[Python-ideas] π = math.pi

Sat Jun 3 14:50:28 EDT 2017

On 03/06/17 18:48, Steven D'Aprano wrote:
> On Sun, Jun 04, 2017 at 02:36:50AM +1000, Steven D'Aprano wrote:
>
>> But Python 3.5 does treat it as an identifier!
>>
>> py> ℘ = 1  # should be a SyntaxError ?
>> py> ℘
>> 1
>>
>> There's a bug here, somewhere, I'm just not sure where...
> That appears to be the only Symbol Math character which is accepted as 
> an identifier in Python 3.5:
>
> py> import unicodedata
> py> all_unicode = map(chr, range(0x110000))
> py> symbols = [c for c in all_unicode if unicodedata.category(c) == 'Sm']
> py> len(symbols)
> 948
> py> ns = {}
> py> for c in symbols:
> ...     try:
> ...             exec(c + " = 1", ns)
> ...     except SyntaxError:
> ...             pass
> ...     else:
> ...             print(c, unicodedata.name(c))
> ...
> ℘ SCRIPT CAPITAL P
> py>

This is actually not a bug in Python, but a quirk in Unicode.

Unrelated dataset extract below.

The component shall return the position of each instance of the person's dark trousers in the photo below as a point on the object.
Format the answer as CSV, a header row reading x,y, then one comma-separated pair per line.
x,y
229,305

I've had a closer look at PEP 3131 [1], which specifies that Python
identifiers follow the Unicode classes XID_Start and XID_Continue. ℘ is
listed in the standard [2][3] as XID_Start, so Python correctly accepts
it as an identifier.

>>> import unicodedata
>>> all_unicode = map(chr, range(0x110000))
>>> for c in all_unicode:
...     category = unicodedata.category(c)
...     if not category.startswith('L') and category != 'Nl': # neither
letter nor letter-number
...         if c.isidentifier():
...             print('%s\tU+%04X\t%s' % (c, ord(c), unicodedata.name(c)))
...
_    U+005F    LOW LINE
℘    U+2118    SCRIPT CAPITAL P
℮    U+212E    ESTIMATED SYMBOL
>>>

℘ and ℮ are actually explicitly mentioned in the Unicode annnex [3]:

>
>       2.5Backward Compatibility
>
> Unicode General_Category values are kept as stable as possible, but
> they can change across versions of the Unicode Standard. The bulk of
> the characters having a given value are determined by other
> properties, and the coverage expands in the future according to the
> assignment of those properties. In addition, the Other_ID_Start
> property provides a small list of characters that qualified as
> ID_Start characters in some previous version of Unicode solely on the
> basis of their General_Category properties, but that no longer qualify
> in the current version. These are called /grandfathered/ characters.
>
> The Other_ID_Start property includes characters such as the following:
>
>     U+2118 ( ℘ ) SCRIPT CAPITAL P
>     U+212E ( ℮ ) ESTIMATED SYMBOL
>     U+309B ( ゛ ) KATAKANA-HIRAGANA VOICED SOUND MARK
>     U+309C ( ゜ ) KATAKANA-HIRAGANA SEMI-VOICED SOUND MARK
>
>
I have no idea why U+309B and U+309C are not accepted as identifiers by
Python 3.5. This could be a question of Python following an old version
of the Unicode standard, or it *could* be a bug.

Thomas

[1]
https://www.python.org/dev/peps/pep-3131/#specification-of-language-changes
[2] http://www.unicode.org/Public/4.1.0/ucd/DerivedCoreProperties.txt
[3] http://www.unicode.org/reports/tr31/